Maybe I ran some wallpaper changing script as root once and it changed the permission on some file somewhere but where?

Hi
Gnome 3.x uses dconf as well as gconf :wink: Also investigate gsettings
command.


Cheers Malcolm °¿° (Linux Counter #276890)
openSUSE 12.1 (x86_64) Kernel 3.1.9-1.4-desktop
up 1 day 17:51, 5 users, load average: 1.08, 0.74, 0.36
CPU Intel i5 CPU M520@2.40GHz | Intel Arrandale GPU

I’ve already renamed dconf folder in .config, it was duly recreated but no luck.

I’ve also created a test user and its settings work fine, there’s something wrong in my Home directory, that’s for sure.
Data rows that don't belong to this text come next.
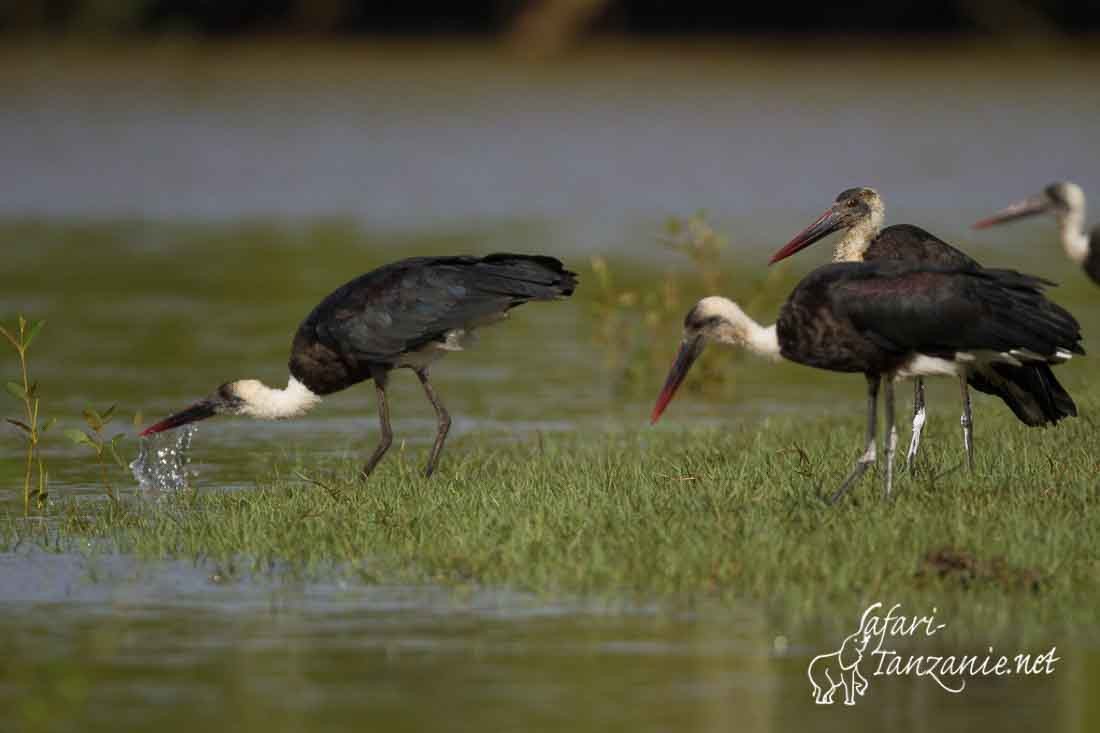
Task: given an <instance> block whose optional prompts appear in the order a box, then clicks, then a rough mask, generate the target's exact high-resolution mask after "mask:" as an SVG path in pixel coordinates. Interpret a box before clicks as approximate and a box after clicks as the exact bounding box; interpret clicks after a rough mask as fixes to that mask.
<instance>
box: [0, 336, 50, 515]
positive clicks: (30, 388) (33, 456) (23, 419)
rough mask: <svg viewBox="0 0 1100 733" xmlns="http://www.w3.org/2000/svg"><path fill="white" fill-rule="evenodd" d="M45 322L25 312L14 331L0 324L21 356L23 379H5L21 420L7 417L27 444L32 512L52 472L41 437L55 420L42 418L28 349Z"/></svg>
mask: <svg viewBox="0 0 1100 733" xmlns="http://www.w3.org/2000/svg"><path fill="white" fill-rule="evenodd" d="M45 325H46V321H44V320H37V321H27V320H26V318H25V317H23V316H22V315H20V316H19V326H18V328H17V329H13V331H10V330H8V329H7V328H4V327H3V326H0V335H3V337H4V339H7V340H8V342H9V343H11V347H12V349H14V350H15V353H17V354H18V357H19V369H20V376H21V380H20V381H19V382H5V383H4V389H5V390H7V391H8V394H10V395H11V396H12V397H14V398H15V400H17V401H18V402H19V403H20V405H21V406H22V408H23V416H22V419H20V418H14V417H7V418H4V419H5V420H7V422H8V423H9V424H10V425H12V426H14V427H15V429H18V430H19V431H20V434H21V435H22V436H23V440H24V441H25V445H26V460H25V464H26V468H25V471H24V473H23V511H24V513H29V512H30V510H31V500H32V499H33V500H34V503H35V504H36V505H37V506H40V507H41V506H43V505H44V504H45V501H46V496H47V495H48V483H50V473H48V472H47V471H46V463H45V460H43V458H42V436H43V434H45V433H46V431H47V430H48V429H50V428H51V427H52V426H53V424H54V420H53V419H50V420H46V422H45V423H42V422H40V420H41V414H40V409H38V408H40V404H41V403H40V398H38V383H37V382H32V381H31V378H30V366H29V365H27V352H29V351H30V349H31V342H32V341H34V337H36V336H37V335H38V332H40V331H41V330H42V327H43V326H45Z"/></svg>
Now I’m thinking that if I’m logged in as myself and some files in my Home belong to root - how can I reset them? Especially if I don’t know what they are?

Should I open File Manager in Superuser mode from KDE, click on Home properties/permissions, set all to myself and apply to all?

Or maybe I should try delete all my gconf and gnome directories and see which ones refuse to be deleted?

On 2012-02-02 23:06, Stan Ice wrote:

> Now I’m thinking that if I’m logged in as myself and some files in my
> Home belong to root - how can I reset them? Especially if I don’t know
> what they are?

Something like this, with the needed changes:


#!/bin/bash
CAMINO=/data/vmware/
find $CAMINO  -type f -exec chmod u+r+w,g+r+w,o-r-x-w '{}' \;
find $CAMINO  -type d -exec chmod u+r+w+x,g+w+r+x+s,o-r-x-w '{}' \;

find $CAMINO  -type f -exec chown cer:vmware '{}' \;
find $CAMINO  -type d -exec chown cer:vmware  '{}' \;


Cheers / Saludos,

Carlos E. R.
(from 11.4 x86_64 “Celadon” at Telcontar)

I don’t think any of the files in your homedir have been changed to “root”, since “root” writes in it’s own homedir, /root

What is an issue, is that you should never ever login on a desktop environment as root. I’m not going to explain here, there’s numerous threads on the forums.
What you can do, is logon to KDE, then remove the .dconf, the .gconf and the .gnome* folders, then logout and login on GNOME. That should give you a clean, default desktop AFAIK.

But, leave the use of root permissions for system administration.

On 2012-02-02 23:46, Knurpht wrote:
>
> I don’t think any of the files in your homedir have been changed to
> “root”, since “root” writes in it’s own homedir, /root

Not if use “su” instead of “su -”. It can also happen with sudo.


Cheers / Saludos,

Carlos E. R.
(from 11.4 x86_64 “Celadon” at Telcontar)

I’ve deleted .gnome. gnome2. gconf (and .config/dconf) and got my settings back after restart, but, for some reason, not after simply logging out.

Will keep in mind not to login into desktop as root.

I think permissions on some files could have been changed by running some program from terminal in “su” mode - I could have started some wallpaper changing script that way, got confused with ./install in Readme, I thought it was necessary to run it as su, turned out it was not, but after installing the script I might have run it from the same console still in su mode.

Anyway, to get it back I deleted gnome related folders from Home. All the previous settings were gone, too, but it’s a small price to pay.

Thanks for the help, and for the bash script, too. I’m sure something like this will come in handy on more than one occasion.

One more question - what’s the difference between “su” and “su -” in this case? I understand it’s the different environment, but how would it prevent me from writing some files with root permissions in my home directory?